In-person events naturally offer lots of opportunities for bringing attention to sponsors, whether a prominent banner, a sizable floor space, or a spot on a stage. But how can you give sponsors the visibility they paid for in a virtual context?

Simply put, the old strategies don’t work. A recent white paper [registration] from Ricochet and Bruce Rosenthal Associates suggests that the conventional sponsorship model for meetings may need to be thrown out.

“During the pandemic, the traditional benefits offerings repurposed for virtual events are not likely to be of interest. The old way of courting sponsors has likely come to an end for most events and associations,” states the report, titled “The New Sponsorship Model for Virtual Events.”

So what can be done to ensure sponsors get the value they’re after? Perhaps the new play is to position your sponsors as thought leaders, giving them a way to raise their voices, rather than just their logo on a banner. Here are a few ideas on what form sponsor thought leadership could take.

Work sponsors into your virtual event sessions. As the virtual event platform Socio recently noted, many in-person event tactics translate to virtual. Sponsors can help moderate or take part in panels and even be given a speaking slot where they can talk about issues relevant to the sector. Just make sure your sponsors are well versed in how to moderate or present. “Speakers need to be able to run their own tech, switch slides, and roll with the technical glitches as they come up,” Socio’s Corey McCarthy writes. “Training your speakers on strategies to keep the audience engaged wouldn’t hurt either.”

Focus on presenting provocative ideas. Thought leaders present ideas that challenge the status quo or question traditional thinking.

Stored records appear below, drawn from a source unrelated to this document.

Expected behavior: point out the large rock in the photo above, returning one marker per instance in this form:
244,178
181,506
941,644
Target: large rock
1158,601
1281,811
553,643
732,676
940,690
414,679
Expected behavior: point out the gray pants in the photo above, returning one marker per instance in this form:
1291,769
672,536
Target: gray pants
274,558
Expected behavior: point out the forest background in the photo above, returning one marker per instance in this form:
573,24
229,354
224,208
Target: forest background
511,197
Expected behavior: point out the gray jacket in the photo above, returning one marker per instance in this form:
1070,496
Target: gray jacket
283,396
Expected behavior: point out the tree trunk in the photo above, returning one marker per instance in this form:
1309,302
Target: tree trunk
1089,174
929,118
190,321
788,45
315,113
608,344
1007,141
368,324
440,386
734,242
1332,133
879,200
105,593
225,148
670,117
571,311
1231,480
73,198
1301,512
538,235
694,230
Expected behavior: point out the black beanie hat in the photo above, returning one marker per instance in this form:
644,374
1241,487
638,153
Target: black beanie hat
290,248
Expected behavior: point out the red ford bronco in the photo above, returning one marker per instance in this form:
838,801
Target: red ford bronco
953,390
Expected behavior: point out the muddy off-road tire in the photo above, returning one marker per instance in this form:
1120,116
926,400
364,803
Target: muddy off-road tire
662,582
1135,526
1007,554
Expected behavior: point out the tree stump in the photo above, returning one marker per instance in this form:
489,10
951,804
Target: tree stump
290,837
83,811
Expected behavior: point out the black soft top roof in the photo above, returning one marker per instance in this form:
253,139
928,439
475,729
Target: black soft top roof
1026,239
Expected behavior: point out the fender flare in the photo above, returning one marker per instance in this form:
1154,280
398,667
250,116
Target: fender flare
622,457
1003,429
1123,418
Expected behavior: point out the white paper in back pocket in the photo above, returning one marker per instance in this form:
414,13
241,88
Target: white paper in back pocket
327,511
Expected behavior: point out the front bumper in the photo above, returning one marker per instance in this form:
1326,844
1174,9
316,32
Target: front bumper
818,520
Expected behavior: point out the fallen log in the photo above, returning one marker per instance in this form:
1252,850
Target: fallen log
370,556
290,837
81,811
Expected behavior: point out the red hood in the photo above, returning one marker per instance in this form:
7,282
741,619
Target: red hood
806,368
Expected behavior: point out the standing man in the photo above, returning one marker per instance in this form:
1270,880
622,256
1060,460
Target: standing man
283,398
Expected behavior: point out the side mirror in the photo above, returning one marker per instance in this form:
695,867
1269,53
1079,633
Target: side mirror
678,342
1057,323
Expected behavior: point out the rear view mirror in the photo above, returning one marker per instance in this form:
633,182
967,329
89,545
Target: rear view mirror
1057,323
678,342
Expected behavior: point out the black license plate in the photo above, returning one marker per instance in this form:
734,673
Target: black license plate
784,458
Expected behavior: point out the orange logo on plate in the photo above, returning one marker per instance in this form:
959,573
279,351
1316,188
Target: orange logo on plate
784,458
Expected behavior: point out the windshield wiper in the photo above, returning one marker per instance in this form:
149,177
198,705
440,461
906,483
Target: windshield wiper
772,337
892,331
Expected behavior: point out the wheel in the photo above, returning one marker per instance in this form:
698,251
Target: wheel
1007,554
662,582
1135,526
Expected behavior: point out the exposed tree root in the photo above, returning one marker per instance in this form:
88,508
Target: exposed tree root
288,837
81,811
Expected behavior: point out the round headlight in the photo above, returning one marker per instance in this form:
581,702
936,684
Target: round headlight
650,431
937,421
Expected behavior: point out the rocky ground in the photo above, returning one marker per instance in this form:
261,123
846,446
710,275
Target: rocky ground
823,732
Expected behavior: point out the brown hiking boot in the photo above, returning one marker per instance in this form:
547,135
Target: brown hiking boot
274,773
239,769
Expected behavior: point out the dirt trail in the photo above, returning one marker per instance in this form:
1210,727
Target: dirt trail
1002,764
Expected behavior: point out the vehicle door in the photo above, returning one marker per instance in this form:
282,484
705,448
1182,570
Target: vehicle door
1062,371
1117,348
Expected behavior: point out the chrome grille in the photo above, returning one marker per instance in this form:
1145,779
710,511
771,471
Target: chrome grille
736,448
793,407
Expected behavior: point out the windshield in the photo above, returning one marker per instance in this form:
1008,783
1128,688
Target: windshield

And while there’s often a lightning-in-a-bottle aspect to how provocative ideas reach an audience (example: what happens on Twitter basically every day), associations can plant the seeds for thought leadership to flourish, writes the Bizzabo blog. Start by picking hot topics with the potential to drive thought-provoking responses that will raise a sponsor’s profile. Contributed blog posts and other engagement strategies could have a higher chance of catching fire with a perfectly selected topic.

Adapt digital marketing tactics for sponsors. While you may not be able to re-create the impact of an in-person appearance, digital events put different tools at your disposal—whether it’s short interstitials between virtual sessions, email marketing campaigns, or sponsored chat messages during livestreams. With a little bit of workshopping or the right links to the right places, these can be effective messages for trustworthy voices. That said, virtual events differ greatly from physical ones, and that should inform how you roll out these messages. “Treat virtual events as something new. You have the framework of what you are used to doing, but think outside the box and reimagine as you go,” Cvent’s Madison Layman writes.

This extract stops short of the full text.